MultiHashConfigDto (multi only)

Controls the blended digest. Weights are normalised before hashing — only their ratios matter.

Field Default Effect
phash_weight 0.4 Contribution of pHash.
dhash_weight 0.3 Contribution of dHash.
ahash_weight 0.1 Contribution of aHash.
global_weight 0.1 Contribution of the global colour-histogram component.
block_weight 0.1 Contribution of the per-block descriptor.
block_distance_threshold 12 Hamming threshold below which two block-descriptors count as a match.

Set any weight to 0 to disable that component.

Per-algorithm notes

multi (default)

Blends pHash, dHash, aHash, a 64-bin colour histogram (global), and a 4×4 block descriptor. Best survival against rotation, crop, and watermark. Largest output (~136 bytes) but still cheap.

phash

DCT-based. Output: 8 bytes. Reliable down to ~5 % rescale. Standard recommendation for "find near-identical photos". Feature image-perceptual.

dhash

Difference hash. Output: 8 bytes. Faster than pHash (no DCT) and more robust to gamma; fails on tight crops. Feature image-perceptual.

ahash

Average hash. Output: 8 bytes. Compute on resized greyscale, threshold each pixel against the mean. Easy to reason about, weakest signal. Feature image-perceptual.

semantic

Runs a CLIP-class image encoder. Returns an FP32 vector (typically 384-d or 512-d). Required for "find images that look like this image" search across diverse content. Specify model_id (e.g. clip-vit-b32); see /healthz for the loaded model list. Feature image-semantic.
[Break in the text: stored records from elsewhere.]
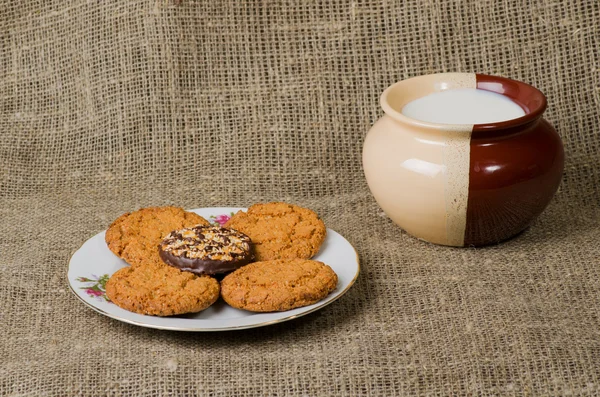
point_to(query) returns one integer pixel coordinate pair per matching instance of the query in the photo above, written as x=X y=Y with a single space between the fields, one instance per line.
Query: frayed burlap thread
x=108 y=106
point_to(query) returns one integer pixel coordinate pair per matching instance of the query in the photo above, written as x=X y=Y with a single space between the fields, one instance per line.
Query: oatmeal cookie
x=135 y=236
x=280 y=230
x=278 y=285
x=161 y=290
x=206 y=249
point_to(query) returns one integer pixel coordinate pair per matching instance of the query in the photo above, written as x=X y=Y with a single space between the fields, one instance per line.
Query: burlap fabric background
x=107 y=106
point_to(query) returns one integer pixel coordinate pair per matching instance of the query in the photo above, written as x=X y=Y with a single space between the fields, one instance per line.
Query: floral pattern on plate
x=96 y=287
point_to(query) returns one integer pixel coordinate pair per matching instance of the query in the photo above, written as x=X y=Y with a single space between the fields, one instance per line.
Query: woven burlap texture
x=110 y=106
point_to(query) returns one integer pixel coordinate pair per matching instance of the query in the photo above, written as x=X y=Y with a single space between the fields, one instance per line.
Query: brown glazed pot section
x=515 y=166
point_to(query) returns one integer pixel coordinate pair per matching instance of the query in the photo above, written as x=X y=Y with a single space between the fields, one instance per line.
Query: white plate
x=93 y=263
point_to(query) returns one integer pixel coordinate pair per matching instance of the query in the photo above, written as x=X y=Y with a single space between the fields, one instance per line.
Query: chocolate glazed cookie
x=206 y=249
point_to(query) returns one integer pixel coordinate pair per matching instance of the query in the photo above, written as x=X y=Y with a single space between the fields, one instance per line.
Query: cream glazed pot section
x=418 y=172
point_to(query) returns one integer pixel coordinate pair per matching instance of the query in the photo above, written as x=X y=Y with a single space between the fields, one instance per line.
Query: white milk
x=463 y=106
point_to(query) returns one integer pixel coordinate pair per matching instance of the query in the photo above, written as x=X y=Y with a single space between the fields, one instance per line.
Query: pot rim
x=530 y=99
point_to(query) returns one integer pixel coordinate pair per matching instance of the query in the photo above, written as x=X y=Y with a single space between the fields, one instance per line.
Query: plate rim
x=219 y=329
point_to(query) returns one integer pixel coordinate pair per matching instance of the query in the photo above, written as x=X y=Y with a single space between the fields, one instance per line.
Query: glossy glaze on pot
x=462 y=185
curl -sS -X POST 'https://ucfp.dev/v1/ingest/image/17/01HZX…?algorithm=semantic&model_id=clip-vit-b32' \
  -H 'Authorization: Bearer ucfp_…' \
  -H 'Content-Type: image/png' \
  --data-binary @photo.png

Response

{
  "tenant_id": 17,
  "record_id": "01HZX…",
  "modality": "image",
  "algorithm": "imgfprint-multi-v1",
  "format_version": 1,
  "config_hash": "0x4f01c882b1ea93de",
  "fingerprint_bytes": 136,
  "has_embedding": false,
  "embedding_dim": null,
  "model_id": null
}

For semantic, has_embedding is true and embedding_dim is set.

Supported input formats

JPEG, PNG, WebP, GIF (first frame), BMP, TIFF. Animated content uses the first frame; submit per-frame to fingerprint a video, or use the upcoming video modality (out of v1).